In late 2022 I had a chance to interview Martina and Hannah on why upcycling can lead the change in revolutionising the fashion industry.

GW:  My first question for you Hannah and Martina, what's the story behind Alterist?

HS: Marty and I met with an activist background, and both of us were quite disillusioned with the industry and exploitation of human rights, the overproduction and sustainability issues. Through our work, we met designers who are working within the upcycling space, and we met a lot of consumers who were disillusioned and are looking for alternatives.

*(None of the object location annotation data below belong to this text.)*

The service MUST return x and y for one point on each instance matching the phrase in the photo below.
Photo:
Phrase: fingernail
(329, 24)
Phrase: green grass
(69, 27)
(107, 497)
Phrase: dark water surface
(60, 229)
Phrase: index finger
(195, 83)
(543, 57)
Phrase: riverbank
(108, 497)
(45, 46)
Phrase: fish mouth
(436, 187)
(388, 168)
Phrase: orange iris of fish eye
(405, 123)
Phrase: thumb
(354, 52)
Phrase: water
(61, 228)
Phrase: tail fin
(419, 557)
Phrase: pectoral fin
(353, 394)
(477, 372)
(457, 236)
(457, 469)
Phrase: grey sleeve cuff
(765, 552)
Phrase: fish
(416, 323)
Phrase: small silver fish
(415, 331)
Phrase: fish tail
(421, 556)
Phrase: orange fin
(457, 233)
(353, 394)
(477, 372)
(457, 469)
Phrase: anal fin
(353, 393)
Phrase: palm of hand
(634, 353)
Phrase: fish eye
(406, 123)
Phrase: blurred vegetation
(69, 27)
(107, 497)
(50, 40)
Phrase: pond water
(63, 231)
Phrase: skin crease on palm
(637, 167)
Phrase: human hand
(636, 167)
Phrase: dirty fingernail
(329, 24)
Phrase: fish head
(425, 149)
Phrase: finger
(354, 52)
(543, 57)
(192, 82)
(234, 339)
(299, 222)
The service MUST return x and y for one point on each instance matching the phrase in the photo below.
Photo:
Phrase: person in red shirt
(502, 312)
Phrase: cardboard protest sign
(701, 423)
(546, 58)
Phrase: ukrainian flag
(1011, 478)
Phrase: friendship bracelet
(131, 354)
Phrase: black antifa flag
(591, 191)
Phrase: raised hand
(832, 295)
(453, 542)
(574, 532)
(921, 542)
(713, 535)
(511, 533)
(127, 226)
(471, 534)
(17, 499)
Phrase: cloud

We wanted to create a solution that catered to everyone, and we came together and thought about what we could do. We thought that upcycling was the best as it's got a minimal impact on the environment, it's like a phoenix from the ashes, a way to create from waste, but to create something beautiful out of it. For designers working in this field, it takes so much creativity to pull apart something that was considered a waste material and reimagine it into a new product.

We saw upcycling as this beautiful way to participate in the world of fashion, but of guilt free and through a more sustainable lens. We decided to create a marketplace and a space for all these designers. It was born out of our own personal frustrations and the passion to do something within the fashion space that was creating good.

 
 
 

Alterist Marketplace - The Home Of Upcycled fashion

 
 
 

GW: Amazing! What about you Martina? Is there anything you'd like to add? 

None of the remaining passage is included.